For durability it’s hard to beat oil based polyurethane like Varathane. It takes at least 12 hours to dry between coats, 24 is better. If applied too heavily the drying time increases by multiple days but that’s easily avoided. I really like it for the countertops in my shop because of the durability. It has a golden color unlike water based polyurethane and clear lacquer.

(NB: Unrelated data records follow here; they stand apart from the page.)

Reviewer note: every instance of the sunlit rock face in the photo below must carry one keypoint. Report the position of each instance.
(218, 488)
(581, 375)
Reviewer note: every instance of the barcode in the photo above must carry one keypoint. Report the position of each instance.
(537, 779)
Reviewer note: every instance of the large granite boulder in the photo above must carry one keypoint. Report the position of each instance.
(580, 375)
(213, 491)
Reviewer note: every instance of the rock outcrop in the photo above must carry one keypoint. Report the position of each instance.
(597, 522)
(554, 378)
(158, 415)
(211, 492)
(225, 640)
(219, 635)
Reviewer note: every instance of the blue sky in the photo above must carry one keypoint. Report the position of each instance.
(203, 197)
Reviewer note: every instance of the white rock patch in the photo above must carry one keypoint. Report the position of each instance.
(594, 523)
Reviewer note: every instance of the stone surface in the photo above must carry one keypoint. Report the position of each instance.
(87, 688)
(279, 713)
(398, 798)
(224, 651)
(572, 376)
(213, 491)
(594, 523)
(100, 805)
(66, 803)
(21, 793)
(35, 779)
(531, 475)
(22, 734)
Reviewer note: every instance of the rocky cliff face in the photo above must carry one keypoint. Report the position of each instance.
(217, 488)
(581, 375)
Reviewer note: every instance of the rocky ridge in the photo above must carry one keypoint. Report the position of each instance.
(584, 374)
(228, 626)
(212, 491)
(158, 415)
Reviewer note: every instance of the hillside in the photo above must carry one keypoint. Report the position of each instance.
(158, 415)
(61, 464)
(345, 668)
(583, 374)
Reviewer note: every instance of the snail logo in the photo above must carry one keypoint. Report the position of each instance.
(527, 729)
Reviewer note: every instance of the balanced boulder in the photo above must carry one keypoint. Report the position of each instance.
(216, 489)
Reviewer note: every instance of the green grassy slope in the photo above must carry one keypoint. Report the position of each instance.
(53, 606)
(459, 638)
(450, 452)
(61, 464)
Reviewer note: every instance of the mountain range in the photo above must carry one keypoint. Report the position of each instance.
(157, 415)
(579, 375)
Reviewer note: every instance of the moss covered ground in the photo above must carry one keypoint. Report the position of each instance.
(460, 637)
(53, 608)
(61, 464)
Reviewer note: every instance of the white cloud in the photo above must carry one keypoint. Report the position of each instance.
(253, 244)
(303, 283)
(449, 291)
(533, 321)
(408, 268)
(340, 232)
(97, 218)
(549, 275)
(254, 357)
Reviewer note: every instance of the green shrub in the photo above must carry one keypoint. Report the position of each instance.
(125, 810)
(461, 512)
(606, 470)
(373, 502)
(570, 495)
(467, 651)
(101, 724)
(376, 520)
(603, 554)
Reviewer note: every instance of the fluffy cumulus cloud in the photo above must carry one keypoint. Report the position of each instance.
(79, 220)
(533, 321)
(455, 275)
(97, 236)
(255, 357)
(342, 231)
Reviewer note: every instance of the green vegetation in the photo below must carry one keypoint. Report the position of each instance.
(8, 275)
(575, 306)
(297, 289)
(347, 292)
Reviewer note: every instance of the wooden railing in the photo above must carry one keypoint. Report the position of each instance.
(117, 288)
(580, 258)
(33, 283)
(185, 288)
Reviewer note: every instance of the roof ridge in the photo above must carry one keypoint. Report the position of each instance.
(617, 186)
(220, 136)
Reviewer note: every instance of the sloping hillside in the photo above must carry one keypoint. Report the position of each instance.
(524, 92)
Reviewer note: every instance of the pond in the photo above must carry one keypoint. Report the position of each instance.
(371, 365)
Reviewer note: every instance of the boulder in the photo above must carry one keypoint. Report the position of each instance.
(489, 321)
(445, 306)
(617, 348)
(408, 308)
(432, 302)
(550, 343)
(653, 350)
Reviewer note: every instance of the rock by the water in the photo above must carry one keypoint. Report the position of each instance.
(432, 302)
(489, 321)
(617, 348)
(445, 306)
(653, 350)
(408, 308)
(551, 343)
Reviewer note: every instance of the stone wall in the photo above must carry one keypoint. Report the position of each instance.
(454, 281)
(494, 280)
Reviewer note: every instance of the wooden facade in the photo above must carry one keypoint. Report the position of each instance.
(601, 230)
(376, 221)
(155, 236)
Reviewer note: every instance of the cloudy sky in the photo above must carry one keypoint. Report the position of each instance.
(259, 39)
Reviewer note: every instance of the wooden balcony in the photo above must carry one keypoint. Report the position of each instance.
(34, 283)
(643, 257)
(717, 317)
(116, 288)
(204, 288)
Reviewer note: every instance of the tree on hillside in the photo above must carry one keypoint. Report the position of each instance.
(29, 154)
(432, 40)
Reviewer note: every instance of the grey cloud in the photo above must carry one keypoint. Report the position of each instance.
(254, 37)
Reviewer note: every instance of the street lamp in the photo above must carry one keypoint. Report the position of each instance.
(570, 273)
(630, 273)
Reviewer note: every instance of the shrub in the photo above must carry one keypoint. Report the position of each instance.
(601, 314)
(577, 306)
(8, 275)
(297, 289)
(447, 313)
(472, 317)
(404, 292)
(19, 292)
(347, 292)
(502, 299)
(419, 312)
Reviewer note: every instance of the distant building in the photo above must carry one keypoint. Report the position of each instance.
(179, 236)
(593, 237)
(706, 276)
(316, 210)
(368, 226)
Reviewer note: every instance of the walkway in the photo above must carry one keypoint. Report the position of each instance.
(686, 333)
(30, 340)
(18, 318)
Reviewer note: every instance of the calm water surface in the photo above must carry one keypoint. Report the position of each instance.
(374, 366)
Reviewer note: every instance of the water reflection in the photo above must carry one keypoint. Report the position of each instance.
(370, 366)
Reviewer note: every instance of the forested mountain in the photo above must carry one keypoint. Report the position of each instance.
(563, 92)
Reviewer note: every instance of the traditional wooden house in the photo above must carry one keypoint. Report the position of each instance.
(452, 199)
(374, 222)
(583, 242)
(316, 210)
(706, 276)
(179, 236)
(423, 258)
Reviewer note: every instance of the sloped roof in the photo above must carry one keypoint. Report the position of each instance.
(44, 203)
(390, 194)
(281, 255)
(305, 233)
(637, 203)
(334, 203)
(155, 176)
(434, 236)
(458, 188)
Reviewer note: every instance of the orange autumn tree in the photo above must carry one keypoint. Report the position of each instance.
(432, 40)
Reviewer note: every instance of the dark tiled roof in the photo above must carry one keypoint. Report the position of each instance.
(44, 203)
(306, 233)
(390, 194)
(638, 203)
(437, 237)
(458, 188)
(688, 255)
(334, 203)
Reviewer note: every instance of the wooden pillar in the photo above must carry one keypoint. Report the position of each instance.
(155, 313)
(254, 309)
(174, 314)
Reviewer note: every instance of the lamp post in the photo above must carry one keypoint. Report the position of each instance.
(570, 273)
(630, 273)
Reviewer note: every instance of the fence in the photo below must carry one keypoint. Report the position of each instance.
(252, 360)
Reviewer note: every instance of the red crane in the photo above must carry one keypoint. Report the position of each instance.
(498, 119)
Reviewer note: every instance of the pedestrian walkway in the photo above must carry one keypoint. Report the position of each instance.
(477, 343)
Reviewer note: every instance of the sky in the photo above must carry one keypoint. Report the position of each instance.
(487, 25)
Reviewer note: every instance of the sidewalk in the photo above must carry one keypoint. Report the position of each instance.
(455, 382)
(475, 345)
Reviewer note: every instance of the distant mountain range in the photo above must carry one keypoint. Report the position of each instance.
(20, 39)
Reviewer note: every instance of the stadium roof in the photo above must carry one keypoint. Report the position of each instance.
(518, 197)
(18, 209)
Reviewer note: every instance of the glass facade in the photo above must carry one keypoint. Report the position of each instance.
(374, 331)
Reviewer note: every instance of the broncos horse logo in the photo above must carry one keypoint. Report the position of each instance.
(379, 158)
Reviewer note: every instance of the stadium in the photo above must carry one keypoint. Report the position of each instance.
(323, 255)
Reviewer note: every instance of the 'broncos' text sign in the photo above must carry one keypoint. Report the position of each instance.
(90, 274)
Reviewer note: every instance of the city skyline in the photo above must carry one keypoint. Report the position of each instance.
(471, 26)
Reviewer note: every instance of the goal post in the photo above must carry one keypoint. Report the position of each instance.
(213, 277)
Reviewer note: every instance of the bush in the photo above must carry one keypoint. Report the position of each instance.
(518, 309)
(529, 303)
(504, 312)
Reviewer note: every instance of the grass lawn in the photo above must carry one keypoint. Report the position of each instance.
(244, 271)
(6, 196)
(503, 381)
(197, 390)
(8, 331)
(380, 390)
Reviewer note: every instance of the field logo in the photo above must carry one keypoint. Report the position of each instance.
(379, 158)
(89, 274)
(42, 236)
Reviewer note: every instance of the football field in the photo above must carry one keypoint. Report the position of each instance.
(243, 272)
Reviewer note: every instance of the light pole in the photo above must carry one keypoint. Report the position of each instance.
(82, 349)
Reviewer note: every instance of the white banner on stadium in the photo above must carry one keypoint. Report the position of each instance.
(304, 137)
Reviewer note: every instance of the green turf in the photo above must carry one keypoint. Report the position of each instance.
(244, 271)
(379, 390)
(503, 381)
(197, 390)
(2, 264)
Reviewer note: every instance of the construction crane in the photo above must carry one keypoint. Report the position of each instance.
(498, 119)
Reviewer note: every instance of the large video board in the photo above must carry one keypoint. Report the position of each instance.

For a good finish including staining, wood must be sanded until it’s buttery smooth. Rough spots and tear-out areas will stain very dark.

Rapier
04-09-2022, 10:25 AM
If you do not want a grainy, knotty look, do not use knotty pine, use fir. If you slop glue on pine, it is not coming off and it will not take stain. the trick to gluing a stain project is to use very little glue, or stain prior to assembly. Use a rubbing stain so the stain as applied appears a bit more uniform.

Good Cheer
04-09-2022, 10:55 AM
For pine furnishings I've always preferred painting.
When I find gallons at an unclaimed freight warehouse I'm in hog heaven.
Besides, I use hand saws, wood rasps, fillers, glues. I'm not above deck screws.